Minimum detectable effect (MDE)

The distribution of minimum detectable effects at 90% power is plotted below with a mean of 11.3% and a median of 6% lift.

Distribution of minimum detectable effects
Distribution of minimum detectable effects

Two thirds of all tests had a minimum detectable effect below 10% lift, which is significantly more than the roughly one quarter of tests with such parameters in the previous meta analysis [1]. The median of 6% means that half of tests had an MDE below 6% relative lift. It is probably an effect of both the guidance of the wizard and the experience of the practitioners using the tool. There is the obvious difficulty of untangling the two with just the data at hand.

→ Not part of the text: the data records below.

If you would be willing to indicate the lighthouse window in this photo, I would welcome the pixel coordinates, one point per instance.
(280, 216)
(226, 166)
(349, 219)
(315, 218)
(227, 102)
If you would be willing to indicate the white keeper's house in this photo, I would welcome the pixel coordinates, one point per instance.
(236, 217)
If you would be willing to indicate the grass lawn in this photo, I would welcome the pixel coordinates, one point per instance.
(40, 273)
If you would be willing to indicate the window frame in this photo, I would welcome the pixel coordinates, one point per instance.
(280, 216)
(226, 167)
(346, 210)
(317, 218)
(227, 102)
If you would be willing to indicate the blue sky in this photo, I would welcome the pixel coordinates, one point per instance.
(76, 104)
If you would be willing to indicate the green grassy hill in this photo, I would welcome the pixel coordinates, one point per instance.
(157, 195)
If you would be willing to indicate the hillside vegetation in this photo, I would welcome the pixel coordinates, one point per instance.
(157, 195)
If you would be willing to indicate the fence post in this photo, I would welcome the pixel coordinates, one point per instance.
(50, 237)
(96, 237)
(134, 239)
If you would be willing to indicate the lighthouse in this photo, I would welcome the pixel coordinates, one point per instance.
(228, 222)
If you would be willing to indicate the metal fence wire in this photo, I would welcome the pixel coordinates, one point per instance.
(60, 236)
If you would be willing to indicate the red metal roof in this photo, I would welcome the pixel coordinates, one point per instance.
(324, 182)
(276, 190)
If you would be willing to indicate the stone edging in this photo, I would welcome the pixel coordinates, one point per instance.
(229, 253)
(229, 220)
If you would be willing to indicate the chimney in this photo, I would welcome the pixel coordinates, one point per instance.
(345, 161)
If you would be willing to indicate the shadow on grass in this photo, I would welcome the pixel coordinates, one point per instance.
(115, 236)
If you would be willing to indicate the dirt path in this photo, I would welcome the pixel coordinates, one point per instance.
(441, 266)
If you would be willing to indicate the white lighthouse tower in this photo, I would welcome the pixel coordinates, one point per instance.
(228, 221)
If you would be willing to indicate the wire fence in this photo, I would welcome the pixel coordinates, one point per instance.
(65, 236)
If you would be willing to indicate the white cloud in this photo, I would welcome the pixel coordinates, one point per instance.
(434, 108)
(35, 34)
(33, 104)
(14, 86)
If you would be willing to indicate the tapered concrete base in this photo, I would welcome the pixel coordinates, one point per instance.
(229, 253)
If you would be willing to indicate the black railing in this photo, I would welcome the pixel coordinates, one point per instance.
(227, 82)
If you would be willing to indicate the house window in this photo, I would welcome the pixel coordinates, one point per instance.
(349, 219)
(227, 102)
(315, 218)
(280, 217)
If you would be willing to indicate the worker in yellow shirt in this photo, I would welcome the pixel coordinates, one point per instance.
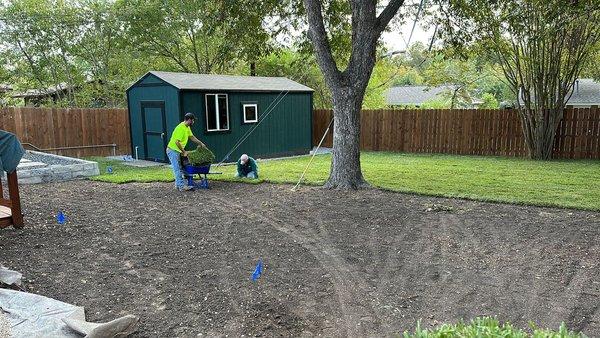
(176, 148)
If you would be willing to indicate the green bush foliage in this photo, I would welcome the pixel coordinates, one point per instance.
(201, 156)
(487, 327)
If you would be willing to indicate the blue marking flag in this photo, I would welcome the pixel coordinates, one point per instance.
(61, 218)
(257, 271)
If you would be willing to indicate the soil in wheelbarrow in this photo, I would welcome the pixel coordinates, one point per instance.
(335, 263)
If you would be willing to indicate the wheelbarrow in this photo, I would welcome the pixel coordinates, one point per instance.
(189, 172)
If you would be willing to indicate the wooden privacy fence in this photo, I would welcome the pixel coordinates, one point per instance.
(492, 132)
(75, 132)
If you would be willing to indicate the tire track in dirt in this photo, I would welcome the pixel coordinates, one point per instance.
(225, 277)
(350, 290)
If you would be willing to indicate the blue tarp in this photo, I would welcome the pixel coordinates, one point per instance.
(11, 151)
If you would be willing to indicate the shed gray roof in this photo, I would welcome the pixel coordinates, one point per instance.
(413, 95)
(230, 82)
(585, 92)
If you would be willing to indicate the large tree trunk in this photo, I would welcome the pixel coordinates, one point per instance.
(539, 128)
(348, 86)
(345, 165)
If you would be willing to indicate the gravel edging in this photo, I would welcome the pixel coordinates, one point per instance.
(5, 328)
(47, 159)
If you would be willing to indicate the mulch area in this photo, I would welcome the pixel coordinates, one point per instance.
(335, 263)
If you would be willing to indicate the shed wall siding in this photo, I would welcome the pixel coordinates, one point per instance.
(286, 130)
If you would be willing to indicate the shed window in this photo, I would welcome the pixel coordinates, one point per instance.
(250, 112)
(217, 112)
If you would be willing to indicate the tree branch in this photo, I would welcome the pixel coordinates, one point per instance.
(318, 36)
(388, 13)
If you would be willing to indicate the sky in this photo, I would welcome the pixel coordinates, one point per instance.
(396, 39)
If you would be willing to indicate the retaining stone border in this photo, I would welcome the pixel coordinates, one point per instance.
(58, 172)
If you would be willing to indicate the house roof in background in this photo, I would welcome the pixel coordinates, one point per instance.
(229, 82)
(413, 95)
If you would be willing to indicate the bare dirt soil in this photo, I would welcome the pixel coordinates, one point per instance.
(365, 263)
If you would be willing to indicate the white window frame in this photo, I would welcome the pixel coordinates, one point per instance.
(255, 105)
(216, 95)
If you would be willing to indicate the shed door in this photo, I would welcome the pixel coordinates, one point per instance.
(155, 133)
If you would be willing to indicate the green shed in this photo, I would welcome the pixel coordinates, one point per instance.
(226, 108)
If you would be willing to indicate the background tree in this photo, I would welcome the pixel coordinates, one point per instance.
(542, 45)
(348, 86)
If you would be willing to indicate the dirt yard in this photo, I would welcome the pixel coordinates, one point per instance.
(336, 263)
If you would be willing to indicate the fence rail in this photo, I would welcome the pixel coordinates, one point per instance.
(75, 132)
(456, 131)
(465, 131)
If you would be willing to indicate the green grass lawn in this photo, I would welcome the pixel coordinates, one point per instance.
(571, 184)
(485, 327)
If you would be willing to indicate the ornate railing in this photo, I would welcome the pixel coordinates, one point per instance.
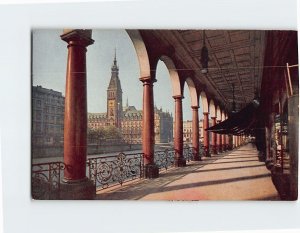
(113, 170)
(164, 159)
(45, 180)
(188, 153)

The above numbers can be interpreted as tentatively supporting the conclusion that at least some of the unrealistic MDEs observed in the 2018 meta analysis [1] were linked to unaccounted peeking.

In any case, these are highly encouraging numbers, especially in light of findings in the following section.

Outcome statistics

Lift estimates are the simple unbiased maximum likelihood estimator for fixed-sample tests, and a bias-reduced maximum likelihood estimator for sequential tests.

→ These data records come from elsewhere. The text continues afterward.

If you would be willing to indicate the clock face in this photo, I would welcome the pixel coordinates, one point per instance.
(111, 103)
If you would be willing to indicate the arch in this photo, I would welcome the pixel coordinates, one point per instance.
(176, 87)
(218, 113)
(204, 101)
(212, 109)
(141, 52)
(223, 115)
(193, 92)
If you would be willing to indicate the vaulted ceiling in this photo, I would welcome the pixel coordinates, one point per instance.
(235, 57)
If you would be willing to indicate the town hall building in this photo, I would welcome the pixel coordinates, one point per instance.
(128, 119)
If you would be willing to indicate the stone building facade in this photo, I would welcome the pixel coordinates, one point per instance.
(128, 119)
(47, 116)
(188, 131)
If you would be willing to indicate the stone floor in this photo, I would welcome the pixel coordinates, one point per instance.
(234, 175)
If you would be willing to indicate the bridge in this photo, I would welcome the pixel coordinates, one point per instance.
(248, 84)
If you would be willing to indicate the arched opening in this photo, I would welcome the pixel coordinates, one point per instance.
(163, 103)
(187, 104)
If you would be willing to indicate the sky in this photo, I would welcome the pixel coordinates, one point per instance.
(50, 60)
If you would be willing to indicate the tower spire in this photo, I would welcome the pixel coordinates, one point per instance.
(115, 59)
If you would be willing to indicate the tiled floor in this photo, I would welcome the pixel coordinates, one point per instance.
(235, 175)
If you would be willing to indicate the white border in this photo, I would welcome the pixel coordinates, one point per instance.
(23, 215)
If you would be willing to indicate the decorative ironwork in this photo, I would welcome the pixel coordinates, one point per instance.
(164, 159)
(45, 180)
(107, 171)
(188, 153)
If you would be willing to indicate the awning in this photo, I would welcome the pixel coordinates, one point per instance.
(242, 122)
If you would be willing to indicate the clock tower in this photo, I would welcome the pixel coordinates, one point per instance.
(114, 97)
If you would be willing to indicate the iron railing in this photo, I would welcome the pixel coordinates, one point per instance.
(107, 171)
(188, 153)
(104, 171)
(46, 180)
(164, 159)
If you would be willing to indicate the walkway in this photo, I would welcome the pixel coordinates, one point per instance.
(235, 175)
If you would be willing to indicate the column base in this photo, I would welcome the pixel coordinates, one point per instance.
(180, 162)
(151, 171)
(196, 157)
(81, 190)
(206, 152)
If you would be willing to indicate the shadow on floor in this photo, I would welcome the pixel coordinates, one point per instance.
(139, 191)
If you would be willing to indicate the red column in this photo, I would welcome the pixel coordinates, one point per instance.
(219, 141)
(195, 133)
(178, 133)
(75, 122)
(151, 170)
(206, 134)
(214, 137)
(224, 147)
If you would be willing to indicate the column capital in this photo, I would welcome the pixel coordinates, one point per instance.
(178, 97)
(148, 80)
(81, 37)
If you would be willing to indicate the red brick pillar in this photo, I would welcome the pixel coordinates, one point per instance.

Percentage of positive outcomes

About 33.5% of all A/B tests have a statistically significant outcome in which a variant outperformed the control. This is higher than the 27% observed in the previous meta analysis [1], and in the upper range of industry averages reported in an overview by Kohavi, Tang, and Xu (2020), page 112 [2]. Given that there is no outcome bias in the inclusion criteria for this meta analysis, this number can be viewed as evidence for the relatively higher quality of the tested ideas and their implementation (a.k.a. interventions).

This high proportion of ‘winners’ is not entirely surprising given the known profile of the users of Analytics Toolkit in which advanced and expert CRO practitioners are overrepresented. It shows the value of accumulated knowledge and experience and likely means that these professionals are better at filtering out poor ideas and/or is indicative of the sway they have over decision-makers regarding what ideas reach the testing phase.

Lift estimates

Distribution of lift estimates
Distribution of lift estimates

Despite the optimistic number above, one way to interpret the lift estimates of all A/B tests conducted is as showing limited ability of this elite cohort of professionals to generate and implement ideas which bring significant value to an online business. The median lift estimate is just 0.08%, whereas the mean is 2.08% (standard error is 0.552%). This means that nearly half of the tested interventions have no impact or a negative impact. Even among the positive estimated lifts the majority are below 10%. On the flip side, the majority of negative estimated effects also have an impact of less than 10%.

Distribution of lift estimates compared to a Normal distribution with the same mean
(courtesy of GIGAcalculator.com)

The lift estimates are decidedly not normally distributed with a p-value < 0.0000001 on all five of the battery of tests supported by GIGAcalculator’s normality test calculator. The tails are quite heavy, with skewness towards the positive end. Estimates around zero are dominating the shape.

The above data reveals that affecting user behavior is hard either way. It is equally as difficult to influence a user to perform a desirable action as it is to sway them away from a goal they are intent on achieving. Nevertheless, the positive median and mean reflect that tested interventions have a better than coin flip probability of having a positive effect, with the difference from zero being statistically significant (p = 0.000084; H0: %lift ≤ 0) with the relevant 95% interval spanning [1.172%, +∞).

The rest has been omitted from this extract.